Erholung muss sein!

 

Jesus Christus sagt: "Kommt her zu mir alle, die ihr mühselig und beladen seid. Ich will euch erquicken." Matth. 11, 28

 

Liebe Leser,

 

Menschen haben die unterschiedlichsten Ansichten und Meinungen. Ob in dieser Corona-Pandemie Masken helfen oder Ausgangssperren, darüber streiten sich viele Menschen. Ob Autos aus unseren Innenstädten verbannt werden sollen und Autos mit Elektro-Motor die Zukunft sind, darüber gibt es keine Einigkeit. Ob diese oder jene politische Partei regieren sollte, das führt zu Streiterei.

 

Nur in einem Punkt sind sich alle einig, die Maskengegner und Maskenträger, die Umweltaktivisten und die Dieselfahrer, Sozialisten und Liberale: jeder Mensch braucht Ruhe und Erholung. Jeder Mensch braucht Zeiten, in denen er sich erholen kann von den Belastungen am Arbeitsplatz, von den vielen Anforderungen des täglichen Lebens. Aber nicht nur Manager sind gestresst. Ich kenne aber auch alte Menschen, die Stress damit haben, allein zu sein. Die mit ihrer Einsamkeit zu kämpfen haben. Die mit dem Leben im Alter überfordert sind.

 

Aber nicht nur äußere Einflüsse machen uns ruhelos. Der Wissenschaftler und Philosoph Pas­cal sagt in einer seiner Schriften: `Die Probleme der Ruhelo­sigkeit liegen in uns selbst´. Der Mensch ist oft unfähig, eine Stunde lang ruhig im Zimmer zu bleiben. Wir leiden an einer Sucht, uns mit allem Möglichen zu zerstreuen. Soziale Medien fordern ständig unsere Aufmerksamkeit.

 

Nun sagt Jesus: „Kommt alle her zu mir, die ihr müde seid und schwere Lasten tragt, ich will euch Ruhe schenken.“ In dieser Einladung sehe ich einen harmonischen Dreiklang:

 

  1. Zu Jesus Christus gehen. Das ist der erste Schritt. Sich Zeit nehmen, abseits vom Lärm und der Hektik des Alltags die Gegenwart Gottes suchen. Still werden zum Gespräch mit ihm. Das Smartphone einmal zur Seite legen, stumm schalten. Natürlich fängt da schon das Problem an. Sich Zeit nehmen für Gott? Das ist doch für Viele ein Luxus. Es gibt noch so vieles, was wichtiger ist. Aber stimmt das wirklich? Der katholische Theologe Romano Guaradini sagt über das Gebet: `es kann für den inneren Menschen das sein, was Brot für einen hungrigen Menschen ist, die Arznei für einen Kranken oder eine Blume für den im grauen Alltag vertrocknenden Menschen´. Mit Gott reden, Zeit haben für die Quelle des Lebens, das ist wie Wasser für einen Durstigen.
     
  2. Jesus Christus die Lasten sagen, mit denen wir uns abmühen. Ihm sagen, was uns das Leben schwer macht. Wem eigene Worte fehlen, der darf zum Beispiel mit den Worten der Psalmen beten.
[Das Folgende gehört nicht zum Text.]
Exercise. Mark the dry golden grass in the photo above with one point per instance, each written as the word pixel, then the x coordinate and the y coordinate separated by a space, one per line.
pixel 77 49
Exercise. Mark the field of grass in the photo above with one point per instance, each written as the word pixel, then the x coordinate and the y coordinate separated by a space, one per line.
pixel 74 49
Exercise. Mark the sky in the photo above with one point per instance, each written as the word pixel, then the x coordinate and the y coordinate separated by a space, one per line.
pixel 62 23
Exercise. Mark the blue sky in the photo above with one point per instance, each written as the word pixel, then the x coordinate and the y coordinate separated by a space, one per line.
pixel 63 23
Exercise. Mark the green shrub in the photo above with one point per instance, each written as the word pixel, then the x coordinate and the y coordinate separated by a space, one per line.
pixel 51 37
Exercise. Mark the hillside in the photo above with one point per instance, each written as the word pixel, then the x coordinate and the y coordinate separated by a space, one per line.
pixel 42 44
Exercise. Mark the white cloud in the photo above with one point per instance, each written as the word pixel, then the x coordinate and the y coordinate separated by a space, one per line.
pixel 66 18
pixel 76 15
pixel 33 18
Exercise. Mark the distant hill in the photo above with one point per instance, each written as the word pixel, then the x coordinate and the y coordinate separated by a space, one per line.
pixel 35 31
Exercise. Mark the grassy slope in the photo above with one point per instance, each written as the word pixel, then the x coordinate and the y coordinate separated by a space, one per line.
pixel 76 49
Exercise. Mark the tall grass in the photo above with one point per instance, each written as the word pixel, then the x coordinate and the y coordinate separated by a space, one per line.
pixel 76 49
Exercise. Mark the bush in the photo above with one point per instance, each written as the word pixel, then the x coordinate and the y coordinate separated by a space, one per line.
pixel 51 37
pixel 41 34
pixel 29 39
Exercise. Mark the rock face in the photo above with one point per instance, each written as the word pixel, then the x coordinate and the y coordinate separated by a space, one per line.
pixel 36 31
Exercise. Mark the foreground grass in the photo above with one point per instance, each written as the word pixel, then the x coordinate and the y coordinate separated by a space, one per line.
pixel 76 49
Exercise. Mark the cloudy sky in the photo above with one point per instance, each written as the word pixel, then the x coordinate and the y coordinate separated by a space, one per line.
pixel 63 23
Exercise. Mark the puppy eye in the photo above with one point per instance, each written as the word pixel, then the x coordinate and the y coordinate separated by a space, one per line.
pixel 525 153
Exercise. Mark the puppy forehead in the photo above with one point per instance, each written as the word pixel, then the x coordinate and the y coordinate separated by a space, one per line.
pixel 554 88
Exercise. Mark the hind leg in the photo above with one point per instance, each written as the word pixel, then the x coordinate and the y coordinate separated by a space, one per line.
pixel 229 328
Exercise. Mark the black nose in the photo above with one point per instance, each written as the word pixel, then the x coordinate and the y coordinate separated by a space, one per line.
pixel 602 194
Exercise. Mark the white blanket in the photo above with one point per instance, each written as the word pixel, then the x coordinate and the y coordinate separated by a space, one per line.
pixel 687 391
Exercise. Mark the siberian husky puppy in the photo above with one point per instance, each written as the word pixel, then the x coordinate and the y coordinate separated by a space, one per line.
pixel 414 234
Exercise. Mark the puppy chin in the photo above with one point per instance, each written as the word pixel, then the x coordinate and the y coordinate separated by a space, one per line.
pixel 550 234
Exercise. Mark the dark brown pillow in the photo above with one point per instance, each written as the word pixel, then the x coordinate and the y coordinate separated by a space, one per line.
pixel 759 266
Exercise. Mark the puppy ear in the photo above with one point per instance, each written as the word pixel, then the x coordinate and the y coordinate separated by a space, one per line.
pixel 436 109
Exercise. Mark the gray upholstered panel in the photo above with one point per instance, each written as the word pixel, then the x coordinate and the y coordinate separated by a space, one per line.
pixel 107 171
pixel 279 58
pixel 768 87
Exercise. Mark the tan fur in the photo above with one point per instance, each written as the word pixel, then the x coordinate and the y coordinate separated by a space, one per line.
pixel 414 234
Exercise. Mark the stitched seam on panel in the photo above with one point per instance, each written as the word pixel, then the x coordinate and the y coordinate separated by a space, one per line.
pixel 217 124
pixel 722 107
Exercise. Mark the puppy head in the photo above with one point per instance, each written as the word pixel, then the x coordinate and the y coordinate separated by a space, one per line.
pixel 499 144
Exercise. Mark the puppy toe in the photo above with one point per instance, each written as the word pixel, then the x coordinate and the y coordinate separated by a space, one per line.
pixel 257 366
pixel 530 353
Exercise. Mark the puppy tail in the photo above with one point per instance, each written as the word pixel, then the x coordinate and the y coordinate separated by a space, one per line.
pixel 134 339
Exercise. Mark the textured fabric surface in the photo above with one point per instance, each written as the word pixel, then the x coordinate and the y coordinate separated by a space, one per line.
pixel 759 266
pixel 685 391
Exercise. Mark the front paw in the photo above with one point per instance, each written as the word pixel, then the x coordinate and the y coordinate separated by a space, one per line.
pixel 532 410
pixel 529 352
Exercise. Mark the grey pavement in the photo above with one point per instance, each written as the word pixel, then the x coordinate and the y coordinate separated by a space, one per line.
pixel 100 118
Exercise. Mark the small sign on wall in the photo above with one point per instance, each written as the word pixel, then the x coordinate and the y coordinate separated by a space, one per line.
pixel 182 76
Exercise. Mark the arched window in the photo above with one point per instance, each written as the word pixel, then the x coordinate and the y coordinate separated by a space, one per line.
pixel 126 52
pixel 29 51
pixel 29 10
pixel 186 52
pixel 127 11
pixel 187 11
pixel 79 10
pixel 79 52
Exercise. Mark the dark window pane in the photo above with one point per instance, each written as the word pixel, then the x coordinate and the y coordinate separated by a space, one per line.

Die Gebete anderer können das eigene Beten erleichtern. Natürlich hört Gott auch das, was wir ganz spontan sagen. Er hört auf das, was uns in schlaflosen Nächten quält. Er hört das Seufzen der Seele. Er ist der Herzens-Kenner! Mit den Worten eines Psalms zu beten macht auch bewusst, dass Menschen früherer Zeiten ähnliche Lasten zu tragen hatten. Auch wenn ihre Lebenssituation ganz anders war.
     
  3. Jesus schenkt Ruhe. Diese Ruhe hat eine besondere, einmalige Qualität. Jesus schenkt unserer Seele seinen Frieden. Der Friede Gottes breitet sich im Inneren aus. Nur Jesus Christus kann uns diese innere Ruhe geben, die uns gelassen macht für die weitere Wegstrecke. Die uns befreit von Aggressivität, Ungeduld und Stress. Wer in der Gegenwart des lebendigen Gottes zur Ruhe kommt, der kann mit den Herausforderungen des Alltags besser umgehen. Der findet wieder das Gleichgewicht für seine Seele. Der ruht in sich selbst, weil seine Seele in Gottes Hand ruht.  


Ich wünsche Ihnen, dass Sie immer wieder die Zeit finden, um mit Jesus Christus zu reden. Ich wünsche Ihnen, dass Sie in seiner Gegenwart wieder neue Kraft bekommen für Ihren Alltag und den Frieden Gottes für Ihre Seele.